Imports:
from fastai.vision.all import *
Below you will find the exact imports for everything we use today
from functools import partial
from fastcore.transform import Pipeline
from fastai.callback.fp16 import to_fp16
from fastai.callback.progress import ProgressCallback
from fastai.callback.schedule import fine_tune
from fastai.data.block import DataBlock, MultiCategoryBlock
from fastai.data.external import untar_data, URLs
from fastai.data.transforms import RandomSplitter, RegexLabeller, Normalize
from fastai.metrics import accuracy_multi, BCEWithLogitsLossFlat
from fastai.vision.augment import RandomResizedCrop, aug_transforms
from fastai.vision.core import get_image_files, PILImage
from fastai.vision.data import ImageBlock, imagenet_stats
from fastai.vision.learner import cnn_learner
from torchvision.models.resnet import resnet34
In this notebook, we will use MultiCategoryBlock
in a specially clever way to have our model return no labels when the given example does not belong to any of the classes seen during training. So let's repurpose our previous code for the dataset pets
to be able to tell if an image does not belong to any of the breeds seen during training, e.g. a donkey picture.
path = untar_data(URLs.PETS)/'images'
path.ls()[:3]
We'll go ahead and make the dataloaders with one important change, the get_y function since MutiCategoryBlock expects a list of labels.
Now we pass that into our get_y
along with any labeller
pets_multi = DataBlock(blocks=(ImageBlock, MultiCategoryBlock),
get_items=get_image_files,
splitter=RandomSplitter(),
get_y=Pipeline([RegexLabeller(pat = r'/([^/]+)_\d+.jpg$'), lambda label: [label]]),
item_tfms=RandomResizedCrop(460, min_scale=0.75),
batch_tfms=[*aug_transforms(size=224, max_warp=0), Normalize.from_stats(*imagenet_stats)])
dls = pets_multi.dataloaders(untar_data(URLs.PETS)/"images", bs=32)
dls.show_batch(max_n=9, figsize=(7,8))
Training our Model
Note below a very important detail which is that there are two different thresholds. The metric will use a very high threshold so that only highly confident predictions are accepted as correct. The loss function, however, uses the default 0.5 threshold so that the model is not incentivated to make extreme predictions even if unsure.
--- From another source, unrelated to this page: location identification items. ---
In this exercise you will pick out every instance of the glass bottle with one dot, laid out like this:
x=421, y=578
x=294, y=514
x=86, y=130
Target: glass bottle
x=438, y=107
learn = cnn_learner(dls, resnet34, pretrained=True, metrics=[partial(accuracy_multi, thresh=0.95)], loss_func=BCEWithLogitsLossFlat(thresh=0.5)).to_fp16()
learn.fine_tune(epochs=4, base_lr=2e-3)
learn.save('cats-vs-dogs')
learn.recorder.plot_loss()
That looks very nice..! Let's see how we did in the next section.
learn.loss_func=BCEWithLogitsLossFlat(thresh=0.95)
learn.show_results()
img = PILImage.create('persian_cat.jpg')
img.show()
learn.predict(img)[0]
Awesome! The model returns only one label and it is the correct one. Let's see if we try with a donkey picture...
img = PILImage.create('donkey.jpg')
img.show()
learn.predict(img)[0]
Nothing! Our classifier is smart enough to return no label if the picture does not belong to any of the classes seen during training. Isn't it great?